Test your characters' undercover mettle
Published: August 29, 2003
If you're thinking of putting an FBI agent in your next story, make sure you paint an accurate picture of your character. According to Alicia Hilton, a former FBI special undercover agent, that image should not include "fast cars, hot sex, flashy designer clothing and mingling with the rich and famous."
Hilton explains in this article that while FBI agents are often portrayed glamorously on television and in books, a real agent's life is very different. However, she points out that there is exciting drama in every agent's life. In her article, she recalls her life as an agent to help writers tap into that excitement, to shape believable characters readers will embrace and to develop plot points.
Take your character through these actual undercover maneuvers and see how he or she fares.
Scenario 1: Your protagonist is an undercover agent (UCA). Subjects of her investigation have paid her to enter a government building and bribe several officials. The subjects insist that she bribe all the clerks on the same day, but the UCA is concerned about being caught by the clerks' supervisor. What does she do?
Scenario 2: Your protagonists are two UCAs. They have been asked to take an agent on a cameo, or initial meeting with the target or targets of an investigation. The agent, a member of a narcotics squad the UCAs have never worked with, is supposed to portray a heroin dealer during his cameo. The UCAs' objective is to order a false passport from a group of terrorists. The passport is supposed to be for the heroin dealer, a false identity that will enable him to facilitate his enterprise. Shortly before the meeting is to take place, the agent who is supposed to do the cameo starts sweating profusely and becomes so nervous he cannot speak. It is too late to abort the meeting. What do the UCAs do?
What the real agents did Scenario 1: I brought along several changes of clothing. Between meetings, I returned to my vehicle (parked in the government lot), altered my hairstyle and changed my clothes. I was able to successfully complete all my meetings that day, paying cash bribes to all the corrupt clerks the subjects had asked me to approach. The subjects of my undercover investigation complimented my ingenuity and conducted further business with me.
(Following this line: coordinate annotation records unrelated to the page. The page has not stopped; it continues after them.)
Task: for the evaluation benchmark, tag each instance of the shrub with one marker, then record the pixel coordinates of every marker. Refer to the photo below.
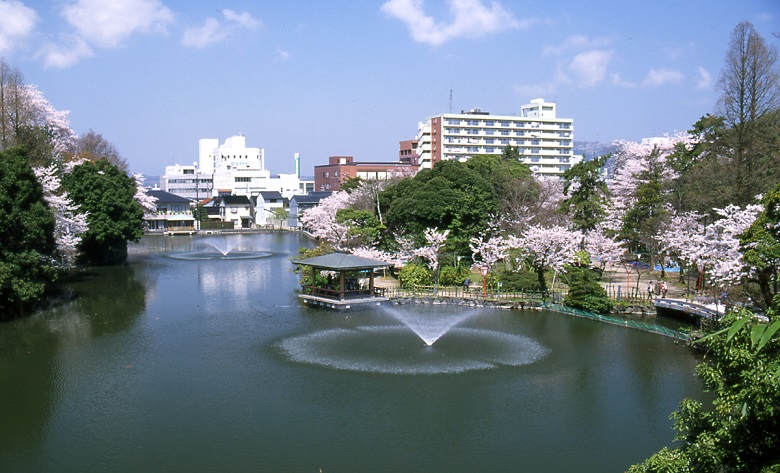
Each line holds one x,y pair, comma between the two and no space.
586,293
517,281
453,275
415,275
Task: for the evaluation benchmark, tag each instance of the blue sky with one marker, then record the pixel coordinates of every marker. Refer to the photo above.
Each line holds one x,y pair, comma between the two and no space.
355,77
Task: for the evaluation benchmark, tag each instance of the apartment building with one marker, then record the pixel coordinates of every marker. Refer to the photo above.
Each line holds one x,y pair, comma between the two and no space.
544,141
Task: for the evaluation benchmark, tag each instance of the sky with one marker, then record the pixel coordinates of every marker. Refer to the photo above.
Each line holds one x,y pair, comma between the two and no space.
356,77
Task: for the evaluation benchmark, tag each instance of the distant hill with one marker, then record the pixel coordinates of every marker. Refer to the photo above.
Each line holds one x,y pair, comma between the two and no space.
592,149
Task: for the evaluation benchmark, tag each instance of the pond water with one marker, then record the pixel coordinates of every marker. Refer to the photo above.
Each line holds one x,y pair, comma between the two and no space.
186,361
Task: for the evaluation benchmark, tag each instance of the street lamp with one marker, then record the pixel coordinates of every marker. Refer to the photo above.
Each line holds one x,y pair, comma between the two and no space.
484,270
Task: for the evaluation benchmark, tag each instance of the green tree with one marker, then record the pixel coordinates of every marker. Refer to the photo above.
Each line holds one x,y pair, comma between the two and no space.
512,181
585,292
741,433
761,247
114,216
415,275
450,196
364,227
586,193
27,248
91,146
646,215
750,90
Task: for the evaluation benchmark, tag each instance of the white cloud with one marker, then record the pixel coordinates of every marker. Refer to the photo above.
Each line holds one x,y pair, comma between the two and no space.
576,42
618,81
109,24
71,51
590,67
654,78
215,31
16,23
657,77
470,18
705,79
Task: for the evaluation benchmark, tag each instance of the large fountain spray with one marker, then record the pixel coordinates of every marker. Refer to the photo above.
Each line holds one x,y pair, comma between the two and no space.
396,349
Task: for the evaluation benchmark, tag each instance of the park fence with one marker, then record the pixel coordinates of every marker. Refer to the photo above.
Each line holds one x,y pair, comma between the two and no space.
551,301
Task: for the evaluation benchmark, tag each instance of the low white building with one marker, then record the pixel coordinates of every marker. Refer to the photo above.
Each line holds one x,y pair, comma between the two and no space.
187,181
266,204
231,168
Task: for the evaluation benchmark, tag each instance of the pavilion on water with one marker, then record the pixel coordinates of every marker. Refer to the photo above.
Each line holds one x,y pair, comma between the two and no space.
354,283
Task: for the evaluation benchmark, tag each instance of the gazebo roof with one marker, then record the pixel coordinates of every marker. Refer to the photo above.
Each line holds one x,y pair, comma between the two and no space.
342,262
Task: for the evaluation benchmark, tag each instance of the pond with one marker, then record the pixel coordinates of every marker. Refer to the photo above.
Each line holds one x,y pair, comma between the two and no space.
194,359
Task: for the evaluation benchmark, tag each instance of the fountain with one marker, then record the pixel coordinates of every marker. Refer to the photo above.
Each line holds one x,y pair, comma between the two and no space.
222,244
226,249
429,328
396,349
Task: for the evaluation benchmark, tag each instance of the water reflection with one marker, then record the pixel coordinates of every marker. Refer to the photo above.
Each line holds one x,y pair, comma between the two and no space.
176,365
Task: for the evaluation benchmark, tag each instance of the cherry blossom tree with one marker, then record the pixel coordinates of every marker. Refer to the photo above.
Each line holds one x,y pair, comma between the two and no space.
69,223
148,203
321,220
716,247
430,253
490,250
546,248
373,253
602,248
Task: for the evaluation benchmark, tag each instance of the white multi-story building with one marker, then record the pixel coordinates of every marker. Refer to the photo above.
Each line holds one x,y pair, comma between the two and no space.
187,181
544,141
231,169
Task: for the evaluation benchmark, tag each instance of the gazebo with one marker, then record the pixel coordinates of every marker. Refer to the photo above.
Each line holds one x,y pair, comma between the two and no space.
348,288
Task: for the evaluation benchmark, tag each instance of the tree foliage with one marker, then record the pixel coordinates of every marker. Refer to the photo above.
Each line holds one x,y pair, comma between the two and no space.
585,292
115,217
760,244
451,196
741,433
586,192
91,146
27,248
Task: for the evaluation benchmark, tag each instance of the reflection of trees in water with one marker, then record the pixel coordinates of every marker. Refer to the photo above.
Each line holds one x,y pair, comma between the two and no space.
111,298
108,300
28,385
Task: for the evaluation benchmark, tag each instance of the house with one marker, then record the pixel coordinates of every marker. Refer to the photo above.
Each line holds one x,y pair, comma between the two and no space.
265,205
299,204
237,209
173,214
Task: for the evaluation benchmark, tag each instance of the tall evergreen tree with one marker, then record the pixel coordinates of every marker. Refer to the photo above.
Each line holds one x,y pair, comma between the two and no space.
107,194
27,248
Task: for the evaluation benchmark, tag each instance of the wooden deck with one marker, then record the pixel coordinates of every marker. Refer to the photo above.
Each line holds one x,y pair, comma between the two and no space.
332,303
693,310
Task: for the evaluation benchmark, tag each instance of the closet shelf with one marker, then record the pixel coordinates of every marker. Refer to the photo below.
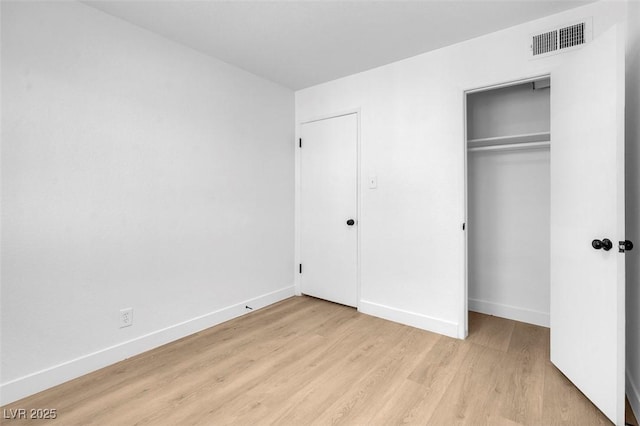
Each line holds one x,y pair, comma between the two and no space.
510,140
512,146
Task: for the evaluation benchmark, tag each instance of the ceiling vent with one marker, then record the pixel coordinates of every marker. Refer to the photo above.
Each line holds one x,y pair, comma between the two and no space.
560,39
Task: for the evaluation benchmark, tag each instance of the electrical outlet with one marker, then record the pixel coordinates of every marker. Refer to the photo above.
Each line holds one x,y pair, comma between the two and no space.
126,317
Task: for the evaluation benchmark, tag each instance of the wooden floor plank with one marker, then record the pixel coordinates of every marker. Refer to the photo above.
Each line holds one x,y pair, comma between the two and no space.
307,361
489,331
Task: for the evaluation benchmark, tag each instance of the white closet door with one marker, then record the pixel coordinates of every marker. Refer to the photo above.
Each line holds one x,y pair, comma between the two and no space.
328,209
587,203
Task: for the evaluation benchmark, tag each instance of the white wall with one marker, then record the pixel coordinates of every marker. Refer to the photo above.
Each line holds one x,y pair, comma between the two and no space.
412,244
632,169
135,173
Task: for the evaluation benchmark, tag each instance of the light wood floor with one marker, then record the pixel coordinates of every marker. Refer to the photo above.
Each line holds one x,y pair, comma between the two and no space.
306,361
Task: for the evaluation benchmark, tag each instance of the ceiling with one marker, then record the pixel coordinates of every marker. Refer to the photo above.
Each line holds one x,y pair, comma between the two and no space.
302,43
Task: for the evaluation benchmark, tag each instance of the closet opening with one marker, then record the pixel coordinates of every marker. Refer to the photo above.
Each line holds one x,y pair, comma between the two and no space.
508,144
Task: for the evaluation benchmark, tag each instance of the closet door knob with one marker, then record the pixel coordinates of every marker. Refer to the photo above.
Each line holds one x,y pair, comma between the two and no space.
605,244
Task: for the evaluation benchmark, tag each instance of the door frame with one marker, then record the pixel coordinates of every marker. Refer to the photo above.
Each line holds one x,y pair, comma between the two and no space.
464,317
297,212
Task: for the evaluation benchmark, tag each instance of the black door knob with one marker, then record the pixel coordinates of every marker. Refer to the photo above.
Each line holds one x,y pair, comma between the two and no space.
605,244
625,245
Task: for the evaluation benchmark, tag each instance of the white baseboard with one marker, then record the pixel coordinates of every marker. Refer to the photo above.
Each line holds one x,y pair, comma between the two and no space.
633,394
510,312
413,319
44,379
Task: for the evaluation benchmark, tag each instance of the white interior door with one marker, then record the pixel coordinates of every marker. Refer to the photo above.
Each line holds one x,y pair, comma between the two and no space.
587,203
328,209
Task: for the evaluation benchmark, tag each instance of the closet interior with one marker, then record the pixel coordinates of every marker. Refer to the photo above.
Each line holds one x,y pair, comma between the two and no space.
508,197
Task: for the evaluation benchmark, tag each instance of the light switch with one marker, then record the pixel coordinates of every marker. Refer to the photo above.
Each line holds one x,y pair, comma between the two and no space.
373,182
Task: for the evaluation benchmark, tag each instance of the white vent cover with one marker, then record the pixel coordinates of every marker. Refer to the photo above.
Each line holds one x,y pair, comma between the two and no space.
560,39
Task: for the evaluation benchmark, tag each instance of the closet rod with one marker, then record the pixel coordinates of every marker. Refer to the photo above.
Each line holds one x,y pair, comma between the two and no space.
512,146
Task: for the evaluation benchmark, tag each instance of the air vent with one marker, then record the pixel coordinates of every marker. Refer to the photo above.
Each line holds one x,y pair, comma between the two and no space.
545,43
572,36
560,39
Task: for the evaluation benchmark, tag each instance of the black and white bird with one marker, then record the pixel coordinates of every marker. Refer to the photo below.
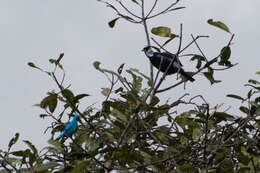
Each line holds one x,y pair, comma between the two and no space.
155,58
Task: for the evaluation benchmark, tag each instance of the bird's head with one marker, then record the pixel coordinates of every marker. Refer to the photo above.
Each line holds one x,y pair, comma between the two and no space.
76,116
145,49
148,51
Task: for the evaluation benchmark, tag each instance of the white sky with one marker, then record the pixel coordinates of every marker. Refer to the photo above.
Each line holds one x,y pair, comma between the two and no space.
36,30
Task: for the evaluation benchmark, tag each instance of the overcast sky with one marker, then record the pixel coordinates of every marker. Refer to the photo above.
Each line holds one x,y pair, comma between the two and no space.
36,30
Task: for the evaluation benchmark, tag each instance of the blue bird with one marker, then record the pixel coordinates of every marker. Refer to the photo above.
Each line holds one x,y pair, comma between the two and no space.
70,128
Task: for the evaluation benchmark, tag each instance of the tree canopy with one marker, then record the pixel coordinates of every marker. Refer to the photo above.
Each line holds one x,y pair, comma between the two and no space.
133,130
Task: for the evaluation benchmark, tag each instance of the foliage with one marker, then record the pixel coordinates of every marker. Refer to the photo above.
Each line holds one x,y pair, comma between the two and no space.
134,131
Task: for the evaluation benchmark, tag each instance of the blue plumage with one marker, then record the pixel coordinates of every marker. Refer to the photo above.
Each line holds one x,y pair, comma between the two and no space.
70,128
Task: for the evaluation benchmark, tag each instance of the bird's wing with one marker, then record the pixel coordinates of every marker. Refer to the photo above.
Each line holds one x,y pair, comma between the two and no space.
170,56
69,126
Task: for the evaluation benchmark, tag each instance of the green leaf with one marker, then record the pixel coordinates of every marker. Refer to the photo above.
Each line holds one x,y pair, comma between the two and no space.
57,145
50,102
163,32
218,24
46,166
68,94
244,109
168,41
105,91
25,153
113,22
210,77
199,59
13,140
235,97
59,59
196,133
154,101
33,148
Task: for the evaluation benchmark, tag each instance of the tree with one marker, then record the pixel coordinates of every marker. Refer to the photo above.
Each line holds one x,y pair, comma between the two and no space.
126,134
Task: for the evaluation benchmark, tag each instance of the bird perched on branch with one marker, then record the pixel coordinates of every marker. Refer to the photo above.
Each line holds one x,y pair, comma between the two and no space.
70,128
162,60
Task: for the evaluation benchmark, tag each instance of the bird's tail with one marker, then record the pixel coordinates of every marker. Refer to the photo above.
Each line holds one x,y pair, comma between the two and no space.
60,136
183,73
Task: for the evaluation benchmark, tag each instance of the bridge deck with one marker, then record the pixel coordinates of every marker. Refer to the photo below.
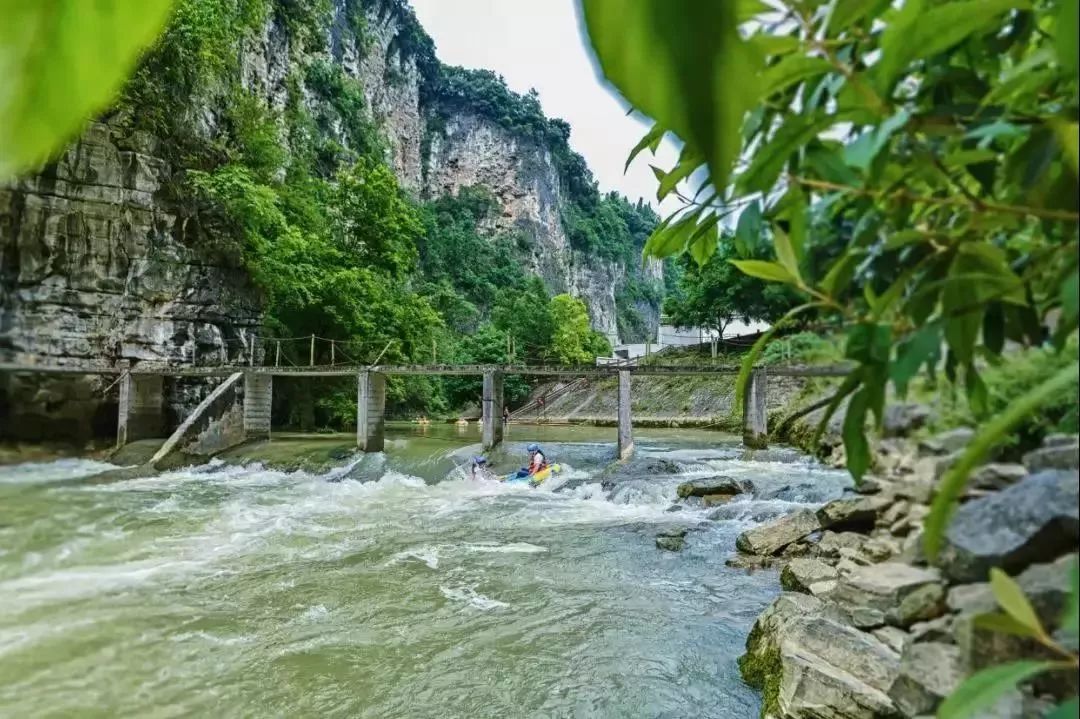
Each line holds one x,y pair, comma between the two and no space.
351,370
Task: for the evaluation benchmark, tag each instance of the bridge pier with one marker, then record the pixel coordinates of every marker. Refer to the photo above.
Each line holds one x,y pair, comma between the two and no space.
491,409
755,415
142,408
625,445
258,396
370,411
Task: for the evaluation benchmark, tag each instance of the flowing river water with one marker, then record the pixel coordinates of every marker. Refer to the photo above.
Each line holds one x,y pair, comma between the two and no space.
391,586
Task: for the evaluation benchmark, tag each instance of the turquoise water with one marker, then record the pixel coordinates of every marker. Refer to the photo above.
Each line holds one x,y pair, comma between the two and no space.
392,586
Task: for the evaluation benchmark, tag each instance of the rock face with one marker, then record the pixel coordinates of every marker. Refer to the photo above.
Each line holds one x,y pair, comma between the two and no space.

Scenario 2: My partner and I, the UCAs, ordered the nervous agent who was supposed to do the cameo to stay in the car. We exited the vehicle, met with the terrorists and told them "Mr. Big" did not talk to outsiders. We said we would act as intermediaries, returned to the car, communicated the terrorists' terms to "Mr. Big" and consummated the deal. The terrorists never questioned our actions and we successfully completed a number of subsequent transactions with their organization.